Shopping for your Memorial Day barbecue, you will pay close to 29% more than a year ago. According to the New York Post, not only is a gallon of gas up 44% in the NY area, but also, lettuce will cost you 28% more and tomatoes, 86%. In addition, the New York Post shopping list included hamburger meat, hot dogs, potato salad, supermarket ice cream and coffee.
Last March, NY Federal Reserve Bank president William Dudley tried, with little success, to convince people to focus on an increasingly healthy economy in which prices were not rising. “Today you can buy an iPad 2 that costs the same as an iPad 1 that is twice as powerful.” In response, one person in the audience said, “When was the last time, sir, that you went grocery shopping?”
The Economic Lesson
Still though, the Bureau of Labor Statistics (BLS) reports an annual inflation rate of 3.2% and an annual “core rate” of 1.3%.
How can we have such a discrepancy between respected stats and everyday reality?
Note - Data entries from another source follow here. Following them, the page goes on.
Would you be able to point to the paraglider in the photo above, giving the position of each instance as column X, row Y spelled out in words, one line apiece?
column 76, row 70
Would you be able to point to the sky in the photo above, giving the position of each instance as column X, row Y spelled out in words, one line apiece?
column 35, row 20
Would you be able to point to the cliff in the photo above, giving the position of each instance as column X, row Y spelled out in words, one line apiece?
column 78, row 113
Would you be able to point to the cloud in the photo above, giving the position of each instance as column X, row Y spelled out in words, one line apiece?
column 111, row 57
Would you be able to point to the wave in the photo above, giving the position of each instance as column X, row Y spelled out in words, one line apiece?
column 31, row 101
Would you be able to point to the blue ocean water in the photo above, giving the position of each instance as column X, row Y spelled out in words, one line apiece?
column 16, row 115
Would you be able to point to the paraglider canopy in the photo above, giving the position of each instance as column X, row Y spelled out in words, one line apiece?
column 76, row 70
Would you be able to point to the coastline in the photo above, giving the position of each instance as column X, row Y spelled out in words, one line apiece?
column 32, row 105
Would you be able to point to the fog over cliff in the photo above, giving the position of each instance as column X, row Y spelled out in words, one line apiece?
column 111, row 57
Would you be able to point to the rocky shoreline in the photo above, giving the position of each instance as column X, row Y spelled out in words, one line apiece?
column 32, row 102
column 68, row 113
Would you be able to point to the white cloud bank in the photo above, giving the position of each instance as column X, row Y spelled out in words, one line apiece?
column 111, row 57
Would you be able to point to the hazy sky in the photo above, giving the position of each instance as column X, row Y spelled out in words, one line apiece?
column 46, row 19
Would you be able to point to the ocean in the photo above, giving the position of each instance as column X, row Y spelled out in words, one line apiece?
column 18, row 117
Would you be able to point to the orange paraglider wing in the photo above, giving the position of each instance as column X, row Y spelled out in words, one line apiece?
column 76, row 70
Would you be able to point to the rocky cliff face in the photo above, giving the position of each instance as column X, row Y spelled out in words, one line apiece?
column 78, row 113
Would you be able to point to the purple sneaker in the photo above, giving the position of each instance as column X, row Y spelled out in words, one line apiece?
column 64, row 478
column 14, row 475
The key is the philosophy behind the yardstick we use to measure price increases, the Consumer Price Index (CPI). All agree that the CPI reflects the price of a market basket of goods and services. However, what should be in the basket?
As the source of the “all items” 3.2% inflation rate, the entire CPI market basket includes many goods and services beyond food and energy. Meanwhile, the 1.3% inflation rate is called the “core rate” because it excludes food and energy prices.
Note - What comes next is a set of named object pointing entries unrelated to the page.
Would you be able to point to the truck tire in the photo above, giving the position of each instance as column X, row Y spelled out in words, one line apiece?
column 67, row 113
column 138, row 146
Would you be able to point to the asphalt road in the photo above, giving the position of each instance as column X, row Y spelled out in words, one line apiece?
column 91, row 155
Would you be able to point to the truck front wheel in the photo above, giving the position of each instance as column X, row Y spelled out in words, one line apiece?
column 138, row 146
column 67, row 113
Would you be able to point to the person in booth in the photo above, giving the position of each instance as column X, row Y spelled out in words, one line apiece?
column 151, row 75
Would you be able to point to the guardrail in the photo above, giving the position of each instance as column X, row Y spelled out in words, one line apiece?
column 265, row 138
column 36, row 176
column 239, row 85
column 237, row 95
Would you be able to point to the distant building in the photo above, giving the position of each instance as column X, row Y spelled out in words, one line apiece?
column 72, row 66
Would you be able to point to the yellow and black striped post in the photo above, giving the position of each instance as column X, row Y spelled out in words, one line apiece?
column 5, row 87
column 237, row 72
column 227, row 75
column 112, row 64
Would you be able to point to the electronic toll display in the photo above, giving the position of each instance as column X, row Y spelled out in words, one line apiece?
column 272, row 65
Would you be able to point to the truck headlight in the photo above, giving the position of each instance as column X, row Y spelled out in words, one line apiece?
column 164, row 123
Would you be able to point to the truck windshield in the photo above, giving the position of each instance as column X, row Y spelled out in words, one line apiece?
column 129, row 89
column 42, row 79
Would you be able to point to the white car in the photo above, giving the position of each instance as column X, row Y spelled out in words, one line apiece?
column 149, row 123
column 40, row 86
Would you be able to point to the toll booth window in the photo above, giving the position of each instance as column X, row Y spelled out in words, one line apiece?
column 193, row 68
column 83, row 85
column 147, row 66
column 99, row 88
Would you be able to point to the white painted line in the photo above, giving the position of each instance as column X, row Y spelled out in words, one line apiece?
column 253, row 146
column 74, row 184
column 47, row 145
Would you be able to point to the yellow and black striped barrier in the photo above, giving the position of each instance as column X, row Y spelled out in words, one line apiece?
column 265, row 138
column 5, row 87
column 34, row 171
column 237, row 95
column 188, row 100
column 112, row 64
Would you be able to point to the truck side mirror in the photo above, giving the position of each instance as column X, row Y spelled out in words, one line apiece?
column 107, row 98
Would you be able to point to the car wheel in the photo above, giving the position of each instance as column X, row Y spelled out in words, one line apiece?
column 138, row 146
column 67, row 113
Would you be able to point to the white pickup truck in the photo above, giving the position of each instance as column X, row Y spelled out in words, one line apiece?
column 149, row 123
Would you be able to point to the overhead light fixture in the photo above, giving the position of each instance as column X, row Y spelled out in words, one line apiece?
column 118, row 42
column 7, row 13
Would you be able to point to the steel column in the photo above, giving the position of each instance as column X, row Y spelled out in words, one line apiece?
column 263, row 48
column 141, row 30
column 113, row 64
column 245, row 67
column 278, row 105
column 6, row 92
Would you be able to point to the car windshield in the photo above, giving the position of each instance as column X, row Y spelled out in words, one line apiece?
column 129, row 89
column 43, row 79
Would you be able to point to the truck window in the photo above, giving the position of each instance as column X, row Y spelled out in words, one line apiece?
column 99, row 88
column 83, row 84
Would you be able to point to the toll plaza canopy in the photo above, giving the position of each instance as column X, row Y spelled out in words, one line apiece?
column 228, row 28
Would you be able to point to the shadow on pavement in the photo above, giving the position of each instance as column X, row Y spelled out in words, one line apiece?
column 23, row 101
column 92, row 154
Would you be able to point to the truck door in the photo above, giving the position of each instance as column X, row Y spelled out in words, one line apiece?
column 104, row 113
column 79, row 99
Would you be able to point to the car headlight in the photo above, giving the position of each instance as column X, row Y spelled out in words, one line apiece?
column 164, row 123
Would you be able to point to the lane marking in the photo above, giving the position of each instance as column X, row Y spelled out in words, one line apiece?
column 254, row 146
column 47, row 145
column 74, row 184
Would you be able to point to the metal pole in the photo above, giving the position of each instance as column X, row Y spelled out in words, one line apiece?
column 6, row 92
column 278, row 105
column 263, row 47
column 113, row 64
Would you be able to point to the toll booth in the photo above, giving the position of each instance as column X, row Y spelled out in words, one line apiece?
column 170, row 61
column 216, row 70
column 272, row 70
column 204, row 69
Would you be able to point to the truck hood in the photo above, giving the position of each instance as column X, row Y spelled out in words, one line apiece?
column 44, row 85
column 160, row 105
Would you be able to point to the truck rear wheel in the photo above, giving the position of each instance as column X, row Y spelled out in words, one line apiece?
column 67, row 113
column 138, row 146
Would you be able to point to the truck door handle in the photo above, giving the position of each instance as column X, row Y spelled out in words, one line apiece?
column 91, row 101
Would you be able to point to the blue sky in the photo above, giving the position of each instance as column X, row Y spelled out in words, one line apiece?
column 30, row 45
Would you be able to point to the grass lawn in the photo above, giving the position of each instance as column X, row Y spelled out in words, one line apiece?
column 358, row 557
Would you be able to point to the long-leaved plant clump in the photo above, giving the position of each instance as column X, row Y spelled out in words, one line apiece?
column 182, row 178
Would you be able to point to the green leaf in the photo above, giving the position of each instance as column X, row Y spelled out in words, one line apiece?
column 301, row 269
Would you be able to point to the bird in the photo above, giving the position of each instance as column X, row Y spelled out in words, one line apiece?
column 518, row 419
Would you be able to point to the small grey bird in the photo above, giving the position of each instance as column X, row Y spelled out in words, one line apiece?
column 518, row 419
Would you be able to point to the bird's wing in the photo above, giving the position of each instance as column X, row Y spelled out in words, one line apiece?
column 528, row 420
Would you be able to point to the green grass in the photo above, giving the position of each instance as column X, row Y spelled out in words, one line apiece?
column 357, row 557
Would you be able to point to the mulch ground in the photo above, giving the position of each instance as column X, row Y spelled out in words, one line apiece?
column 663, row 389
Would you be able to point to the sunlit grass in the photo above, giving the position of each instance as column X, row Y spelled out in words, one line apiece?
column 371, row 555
You might wonder why many economists respect the core rate. 1) They say that price fluctuations for food and energy are volatile; 2) Food prices are too dependent on such temporary circumstances as weather; 3) Compared to other goods and services, food prices play a lesser role in the economy; 3) Changes in food prices cannot be moderated by monetary policy.
An Economic Question: Explain why you believe the “overall rate” or the “core rate” is more valid for deciding whether inflation is a problem?